It's Ash Wednesday, a day that some winters comes as a relief.  We are here in the darkness and cold anyway so why not think about sin?  Why not fast and pray?  Why not circle a little around our limited mortality?  But this year it feels unfair.  My eyes hurt from trying to find each small bit of animal motion in the treetops, from searching too long for spring in the brightness of the snow.  On a day where the winter feels like it's finally offering slivers of resurrection it seems brutal to march over to church and be marked on the forehead with a smudge of ash.

And your sister is fighting some kind of demon of her own.  She speaks to us in whiny, bossy, uncompromising tones and when we ask for kindness, for please or thank you, she goes ballistic.  "Get me my cereal/turn the CD on/I will NOT put on pajamas!" she shrieks.  Or she tries on "I won't do that.  I just won't.  You can't make me." And then she looks at me, red-rimmed eyes, crossed arms, tears.  Teacher Sarah says all parents get it sooner or later, we're just getting it sooner.  And love now, in her case, seems to be firmness, seems to be holding a solid boundary, devoid of emotion as possible.   It's our fault a little that she's in this place.  After your birth, and more recently in the midst of sickness we've bent over backwards to shower her with attention, to make sure she knows she is loved via kisses and kindness and hot cocoas at Blue Monday and special dates with Mama and on and on.  We forgot, a little, that sometimes loving your sister means saying "no."

A poet colleague recently said that sometimes what got her through the early months of mothering (new baby, no real time to write, unfinished housework everywhere, job responsibilites encroaching, etc.) was saying to herself: this is impossible.  To admit freely that the kind of balance she dreamt of simply would not happen for a while.  That it was literally impossible to do it all. 

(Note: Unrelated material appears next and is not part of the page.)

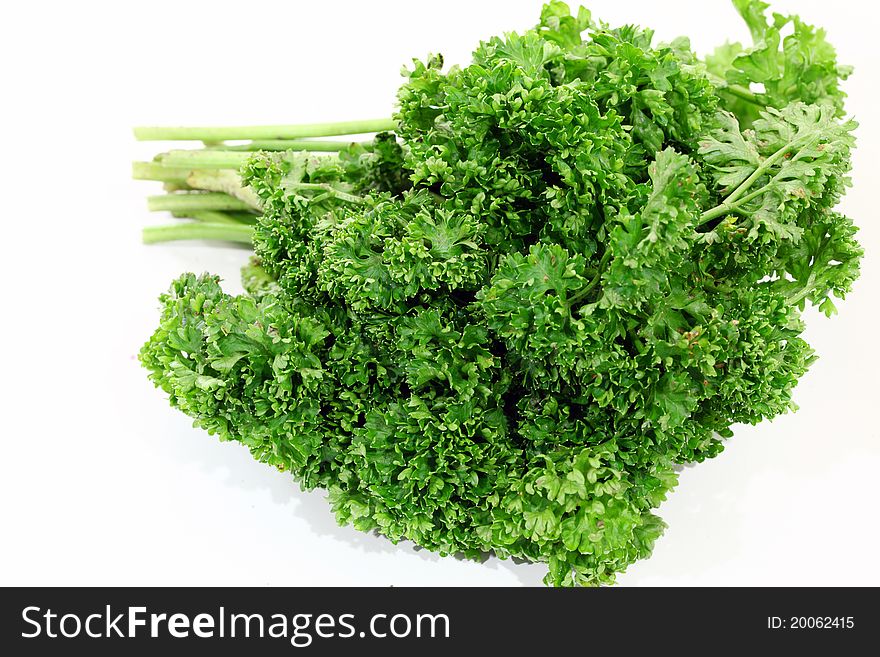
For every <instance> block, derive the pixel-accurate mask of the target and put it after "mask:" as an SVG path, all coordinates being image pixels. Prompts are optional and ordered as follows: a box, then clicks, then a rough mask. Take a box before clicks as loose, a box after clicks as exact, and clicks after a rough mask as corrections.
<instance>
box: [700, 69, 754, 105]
mask: <svg viewBox="0 0 880 657" xmlns="http://www.w3.org/2000/svg"><path fill="white" fill-rule="evenodd" d="M707 77H708V78H709V79H710V80H711V81H712V84H714V85H715V87H716V88H717V89H718V91H723V92H724V93H726V94H730V95H731V96H735V97H736V98H739V99H740V100H744V101H746V102H747V103H752V104H753V105H758V106H759V107H766V106H767V102H766V101H765V100H764V99H763V98H762V97H761V95H760V94H756V93H755V92H753V91H750V90H749V89H746V88H745V87H741V86H740V85H738V84H729V83H728V82H727V80H725V79H724V78H722V77H719V76H717V75H712V74H711V73H708V74H707Z"/></svg>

So much of my frustration these past few months has come from "ifs."  I would have time to write IF the kids weren't constantly getting sick.  I would have been in a more pleasant mood today IF my husband had opted to serve something other than leftovers on his one cooking night this week.  The house would be a lot cleaner IF we hadn't had that blizzard.  And on and on. 

Another writer friend wrote a wonderful post about lent today.  I especially like Lenten Approach #3.  But I think maybe what I need to give up this year is the possibility of having it all.  The idea that under certain circumstances I could currently be a great mother/writer/teacher/wife/friend/citizen all at once.  I am tired of failing over here, within the American myth of the possible.  So tonight I'll offer up (likely with a hive-covered baby strapped to me and a four year old whining about how her cross itches) my dream of perfect balance and complete fulfillment.  And I will pray that leaving that longing behind makes room for a different kind of possibility to enter.